Aller Rhetorik von Freiheit und Demokratie zum Trotz: Die Welt ist nicht sicherer geworden. Terroristen lassen sich offenbar nicht mit Panzern und Jagdbombern bekämpfen. Ein kurzer Anflug von Realitätssinn hatte Anfang der Woche sogar Bush erfasst. Richtig stellte der Präsident fest, dass der Krieg gegen den Terror nicht zu gewinnen sei, so wie man auch Gewalt nicht abschaffen kann. Terror könne allenfalls begrenzt und kontrolliert werden. Wohl merkend, dass damit seine außenpolitische Doktrin zerbröckelte, korrigierte er sich sofort wieder und pries den Irakkrieg als wichtigsten Meilenstein im Antiterrorkampf.

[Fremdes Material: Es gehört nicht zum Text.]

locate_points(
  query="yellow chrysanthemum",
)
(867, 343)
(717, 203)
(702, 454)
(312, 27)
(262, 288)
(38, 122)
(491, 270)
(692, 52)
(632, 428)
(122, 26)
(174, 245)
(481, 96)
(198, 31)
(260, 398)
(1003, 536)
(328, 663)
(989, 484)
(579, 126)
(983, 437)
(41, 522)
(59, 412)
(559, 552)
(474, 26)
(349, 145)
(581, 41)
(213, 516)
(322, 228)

Nur: Nach allen bisherigen Erkenntnissen war der Irakkrieg ein strategischer Fehler. Nicht nur, weil seine Rechtfertigung falsch war. Er lenkte auch vom eigentlichen Kampf gegen den Terror ab und bereitete dem islamischen Extremismus weiteren fruchtbarsten Boden.
All dies will oder kann Bush nicht sehen. Mehr noch: Er ignorierte in seiner Rede den Nahost-Konflikt, die Mutter aller Konflikte in der Region. Jeder Muslim weiß, dass es der Demokratisierung des arabischen Raumes nicht hilft, wenn die Iraker zu den Wahlurnen gehen, während die Palästinenser nicht in Würde leben können.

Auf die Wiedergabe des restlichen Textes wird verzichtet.